William Montgomery doit être exécuté dans l’Ohio le 11 avril pour un assassinat perpétré en 1986, qu’il affirme ne pas avoir commis. Six juges fédéraux ont estimé qu’il aurait dû bénéficier d’un nouveau procès, la défense n’ayant pas été informée de l’existence d’un rapport de police qui contredisait la thèse de l’accusation.

Le 8 mars 1986, le corps sans vie de Cynthia Tincher a été découvert dans sa voiture à Toledo (Ohio). Le même jour, Debra Ogle, sa colocataire, a été portée disparue. Son corps a été trouvé le 12 mars dans une zone boisée, à Toledo. Les deux femmes avaient été tuées par balle. William Montgomery et Glover Heard ont tous deux été poursuivis pour ces deux assassinats. Glover Heard a échappé à la peine capitale en plaidant coupable de complicité d’assassinat en contrepartie d’un témoignage à charge contre son coaccusé et d’une peine comprise entre 15 ans de prison et la réclusion à perpétuité. William Montgomery a été jugé en septembre 1986. L’accusation a soutenu qu’il avait tué Debra Ogle le 8 mars pendant qu’il la volait, puis abattu Cynthia Tincher pour l’empêcher de dire qu’il avait été avec Debra Ogle. La défense n’a cité aucun témoin, se contentant soumettre les témoins de l’accusation à un contre-interrogatoire. Le jury a déclaré William Montgomery coupable de l’assassinat avec circonstances aggravantes de Debra Ogle et de l’assassinat de Cynthia Tincher. William Montgomery a été condamné à mort pour l’assassinat de Debra Ogle et à une peine comprise entre 15 ans de prison et la réclusion à perpétuité pour l’assassinat de Cynthia Tincher.

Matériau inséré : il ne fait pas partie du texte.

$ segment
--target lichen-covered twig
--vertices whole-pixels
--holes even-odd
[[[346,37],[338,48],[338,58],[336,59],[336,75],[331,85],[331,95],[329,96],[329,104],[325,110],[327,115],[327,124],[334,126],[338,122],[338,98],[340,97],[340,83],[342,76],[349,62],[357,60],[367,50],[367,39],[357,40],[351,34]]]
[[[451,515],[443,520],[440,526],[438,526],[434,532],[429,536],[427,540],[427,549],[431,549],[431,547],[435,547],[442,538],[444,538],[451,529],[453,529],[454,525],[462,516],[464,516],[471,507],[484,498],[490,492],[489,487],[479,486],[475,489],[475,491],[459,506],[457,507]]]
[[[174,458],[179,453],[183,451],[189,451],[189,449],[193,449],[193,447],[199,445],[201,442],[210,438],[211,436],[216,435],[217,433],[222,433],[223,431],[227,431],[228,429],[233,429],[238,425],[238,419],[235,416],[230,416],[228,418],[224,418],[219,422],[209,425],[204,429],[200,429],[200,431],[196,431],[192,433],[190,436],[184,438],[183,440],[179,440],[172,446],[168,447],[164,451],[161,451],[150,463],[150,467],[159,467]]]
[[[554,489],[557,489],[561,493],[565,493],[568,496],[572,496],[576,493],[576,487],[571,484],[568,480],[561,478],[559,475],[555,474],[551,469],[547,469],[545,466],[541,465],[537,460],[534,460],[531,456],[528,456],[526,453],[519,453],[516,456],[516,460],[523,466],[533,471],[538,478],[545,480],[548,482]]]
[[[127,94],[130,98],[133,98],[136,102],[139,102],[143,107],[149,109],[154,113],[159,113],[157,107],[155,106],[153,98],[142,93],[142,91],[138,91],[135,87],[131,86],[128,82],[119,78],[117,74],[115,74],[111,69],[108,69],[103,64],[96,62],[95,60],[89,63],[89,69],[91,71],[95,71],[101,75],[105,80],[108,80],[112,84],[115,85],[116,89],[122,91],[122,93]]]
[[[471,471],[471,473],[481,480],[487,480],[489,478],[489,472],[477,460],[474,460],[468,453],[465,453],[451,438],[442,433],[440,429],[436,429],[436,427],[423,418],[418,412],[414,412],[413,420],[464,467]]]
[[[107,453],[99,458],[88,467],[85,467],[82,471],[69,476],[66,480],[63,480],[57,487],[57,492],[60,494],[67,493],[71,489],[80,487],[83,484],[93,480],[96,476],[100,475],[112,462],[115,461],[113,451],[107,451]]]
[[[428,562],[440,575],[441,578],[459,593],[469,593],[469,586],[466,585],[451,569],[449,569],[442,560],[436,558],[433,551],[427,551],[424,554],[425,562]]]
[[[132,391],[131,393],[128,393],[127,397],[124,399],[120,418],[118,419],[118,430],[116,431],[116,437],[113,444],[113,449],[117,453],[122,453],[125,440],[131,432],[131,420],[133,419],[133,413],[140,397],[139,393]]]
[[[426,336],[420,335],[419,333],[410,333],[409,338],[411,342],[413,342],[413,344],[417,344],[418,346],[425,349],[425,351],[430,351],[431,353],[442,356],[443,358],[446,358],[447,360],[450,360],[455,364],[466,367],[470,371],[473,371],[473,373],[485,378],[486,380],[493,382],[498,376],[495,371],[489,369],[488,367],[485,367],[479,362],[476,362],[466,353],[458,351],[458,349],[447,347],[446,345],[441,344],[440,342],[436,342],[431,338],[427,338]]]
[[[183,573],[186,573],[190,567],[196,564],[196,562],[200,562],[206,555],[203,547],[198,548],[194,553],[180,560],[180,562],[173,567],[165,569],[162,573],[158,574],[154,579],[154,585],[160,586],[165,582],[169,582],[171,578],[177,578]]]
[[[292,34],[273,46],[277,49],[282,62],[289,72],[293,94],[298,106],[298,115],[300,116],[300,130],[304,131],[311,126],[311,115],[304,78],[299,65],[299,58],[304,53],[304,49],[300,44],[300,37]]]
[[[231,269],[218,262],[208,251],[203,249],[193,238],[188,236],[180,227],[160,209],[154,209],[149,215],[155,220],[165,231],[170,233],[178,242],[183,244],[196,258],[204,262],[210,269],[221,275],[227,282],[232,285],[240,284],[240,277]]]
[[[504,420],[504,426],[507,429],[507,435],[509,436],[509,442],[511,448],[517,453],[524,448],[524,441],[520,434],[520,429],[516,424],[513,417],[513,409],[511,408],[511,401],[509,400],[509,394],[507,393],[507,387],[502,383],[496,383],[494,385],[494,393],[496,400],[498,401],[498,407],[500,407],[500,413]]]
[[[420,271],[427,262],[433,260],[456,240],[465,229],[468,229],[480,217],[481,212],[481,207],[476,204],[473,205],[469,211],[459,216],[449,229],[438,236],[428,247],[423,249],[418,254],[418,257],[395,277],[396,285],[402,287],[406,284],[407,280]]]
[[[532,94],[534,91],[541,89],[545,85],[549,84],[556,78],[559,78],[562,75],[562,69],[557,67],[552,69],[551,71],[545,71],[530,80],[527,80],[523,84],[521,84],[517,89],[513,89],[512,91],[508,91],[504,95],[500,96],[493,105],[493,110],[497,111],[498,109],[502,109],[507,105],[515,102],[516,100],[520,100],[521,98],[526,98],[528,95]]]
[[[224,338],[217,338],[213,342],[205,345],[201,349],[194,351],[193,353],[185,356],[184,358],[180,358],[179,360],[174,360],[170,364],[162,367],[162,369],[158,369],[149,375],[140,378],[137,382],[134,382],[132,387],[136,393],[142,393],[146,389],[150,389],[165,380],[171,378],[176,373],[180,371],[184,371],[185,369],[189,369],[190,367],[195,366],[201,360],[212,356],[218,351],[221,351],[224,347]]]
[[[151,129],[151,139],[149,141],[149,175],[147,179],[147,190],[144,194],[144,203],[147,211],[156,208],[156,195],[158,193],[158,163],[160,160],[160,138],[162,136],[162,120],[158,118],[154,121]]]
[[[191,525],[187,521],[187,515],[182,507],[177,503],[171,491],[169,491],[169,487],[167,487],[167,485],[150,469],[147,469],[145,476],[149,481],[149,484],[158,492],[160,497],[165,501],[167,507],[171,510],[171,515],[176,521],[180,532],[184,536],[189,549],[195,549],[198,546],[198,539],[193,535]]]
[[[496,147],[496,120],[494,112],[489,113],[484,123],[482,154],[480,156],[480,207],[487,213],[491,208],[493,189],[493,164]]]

Six ans plus tard, un rapport de police a été mis au jour. Il indiquait que Debra Ogle avait été vue vivante par plusieurs de ses amis tôt dans la matinée du 12 mars 1986, soit quatre jours après la date à laquelle, selon l’accusation, elle avait été tuée par William Montgomery. En 2007, un juge d’une cour fédérale de district a estimé que le rapport de police aurait « fortement remis en cause la crédibilité de Heard et réduit à néant la chronologie de l’affaire établie par l’accusation », ainsi que la « thèse de l’accusation quant aux mobiles de Montgomery pour tuer Tincher ». Il a ordonné au parquet de rejuger William Montgomery. Le ministère public a fait appel. Un collège de trois juges de la cour d’appel du sixième circuit, par deux voix contre une, a confirmé la décision d’ordonner la tenue d’un nouveau procès, au motif que le rapport de police jetait le doute sur le bien-fondé de la déclaration de culpabilité comme de la peine. Le ministère public a de nouveau fait appel. En 2011, la cour d’appel, en séance plénière, a annulé la décision de la cour fédérale de district. Cinq des 15 juges ont émis une opinion dissidente. Si trois juges avaient voté pour, William Montgomery aurait probablement bénéficié d’un nouveau procès. En mai 2012, la Cour suprême des États-Unis, sans faire de commentaire, a refusé d’examiner l’affaire.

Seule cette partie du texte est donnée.